Hi
George,
Like many results of
using equations what you get out depends on what you put in
{:>).
1st there
is 42.41 BTU/min per HP. So 42.41 *270 = 11450.7 BTU/Min - as you
calculated BUT (big but)
that is the heat energy needed to produce 270 HP that is NOT the waste heat energy you need to get rid
of. The amount you calculated is basically the heat energy
to produce 270 HP of mechanical work (turning the prop). What you want
to figure out is how much waste heat you need to get rid of (that
is - the heat energy not
used to rotate the prop). That waste heat is the heat that has not/can not be used to produce
mechanical work. Waste heat is generally gotten rid of two ways out
the exhaust stack and through convection (coolant and oil) system in our
engines. So you are primarily interested in how much heat you must get
rid of by convection (coolant and oil) systems.
Here is my method and
how I got the 8288 BTU/min . Again, your calculation does gives
you the amount of heat energy in BTU that produces 270 HP - that heat
has been used doing work by your engine, however, that is NOT the heat you are getting rid of
through your coolers . For cooling purposes, you want to find the
BTUs of heat energy you need to get rid of that is NOT producing power -
or in other words - the waste heat (I think I repeated myself).
Again,
the HP of work your engine is producing is NOT the heat energy that you have to get
rid of through your two cooling systems (radiators and oil coolers) (oops
repeated myself again but the distinction is crucial!)
Here is how I arrived
at my figures for the waste
heat. There is more than one way to do this for sure and the
results depends a lot on your heat allocation (more on that in a
bit).
Using a air/flow and
air density and a formula for a 3 rotor, I calculated that at a 12.65:1
air/fuel ratio (best power so not cruise {:>)) that you would burn around
25.2 GPH at 270 HP.
Using the old and
simply (but good) approx power formula, I calculate HP = 25.2 * 6 /0.55
= 274.9 HP which is pretty close to the results (270 HP) of my more
complex calculation
which is based on
engine air/flow and fuel mass consumed at that ratio. So 25.2 GPH is a pretty
valid figure for our fuel consumption at that
power.
However, I
calculate engine HP from a different approach (got to make it more complex,
you know {:>)).
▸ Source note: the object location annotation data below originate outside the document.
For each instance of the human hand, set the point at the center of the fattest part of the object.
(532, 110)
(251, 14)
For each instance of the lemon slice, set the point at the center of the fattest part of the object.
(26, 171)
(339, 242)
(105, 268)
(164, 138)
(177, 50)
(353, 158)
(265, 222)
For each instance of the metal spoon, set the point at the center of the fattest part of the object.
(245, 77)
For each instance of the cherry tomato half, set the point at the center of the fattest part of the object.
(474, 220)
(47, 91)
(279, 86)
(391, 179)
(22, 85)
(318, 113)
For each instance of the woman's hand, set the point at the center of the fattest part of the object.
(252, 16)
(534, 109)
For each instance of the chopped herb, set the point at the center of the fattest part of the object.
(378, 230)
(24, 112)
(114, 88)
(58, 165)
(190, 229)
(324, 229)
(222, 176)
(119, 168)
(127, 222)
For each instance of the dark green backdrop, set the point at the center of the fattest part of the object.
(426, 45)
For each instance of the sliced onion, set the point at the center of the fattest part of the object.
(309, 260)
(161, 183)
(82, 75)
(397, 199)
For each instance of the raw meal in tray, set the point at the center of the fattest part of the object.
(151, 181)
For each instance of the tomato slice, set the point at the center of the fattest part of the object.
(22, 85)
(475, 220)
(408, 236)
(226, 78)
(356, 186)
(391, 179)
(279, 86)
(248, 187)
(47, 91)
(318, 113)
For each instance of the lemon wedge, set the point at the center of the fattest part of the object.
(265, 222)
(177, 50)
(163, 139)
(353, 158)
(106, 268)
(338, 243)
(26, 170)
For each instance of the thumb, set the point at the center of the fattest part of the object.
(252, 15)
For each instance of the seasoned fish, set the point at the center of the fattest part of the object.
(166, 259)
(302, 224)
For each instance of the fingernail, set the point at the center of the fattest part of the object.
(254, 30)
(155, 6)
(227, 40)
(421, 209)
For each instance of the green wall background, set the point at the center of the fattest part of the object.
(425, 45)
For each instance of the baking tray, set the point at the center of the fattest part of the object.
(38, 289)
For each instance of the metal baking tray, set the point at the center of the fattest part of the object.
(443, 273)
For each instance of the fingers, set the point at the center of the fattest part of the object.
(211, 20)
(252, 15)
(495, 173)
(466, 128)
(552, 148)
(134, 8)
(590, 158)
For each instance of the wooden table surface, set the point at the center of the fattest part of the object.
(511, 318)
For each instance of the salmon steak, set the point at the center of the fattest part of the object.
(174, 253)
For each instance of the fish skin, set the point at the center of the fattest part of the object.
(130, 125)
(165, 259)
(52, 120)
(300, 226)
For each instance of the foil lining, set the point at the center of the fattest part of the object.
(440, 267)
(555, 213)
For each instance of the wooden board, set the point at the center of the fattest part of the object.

My approach is based on the total
number of BTU in the amount of fuel
ingested by the
engine to meet the power requirement (270 HP) with following heat energy
allocation: If your percentage of energy allocation is different, then
you will get a different results:
24% = HP (useful
mechanical work) some folks may think this is too conservative, but I tend
to be that way when calculating HP.
50%= out the
Exhaust
26% = Cooling Waste
(coolant + oil)
We know coolant = 2/3
of 26% Cooling Waste and the oil = 1/3.
There is approx
19000-20000 BTU/lbm in gasoline (I use 19000 BTU/pound to be a bit
conservative besides 100LL has less energy than 87 Mogas
{:>)
So with 25.2 GPH * 6
lbm/gallon = 151 lbm/hour/60 = 2.52 lbm/min of gasoline is being
burned to produce the energy so out engine produces 270
HP.
So 2.52 *19000
BTU/Lbm = 47880 BTU/min total
energy of the fuel consumed per minute at the 25.2 GPH rate.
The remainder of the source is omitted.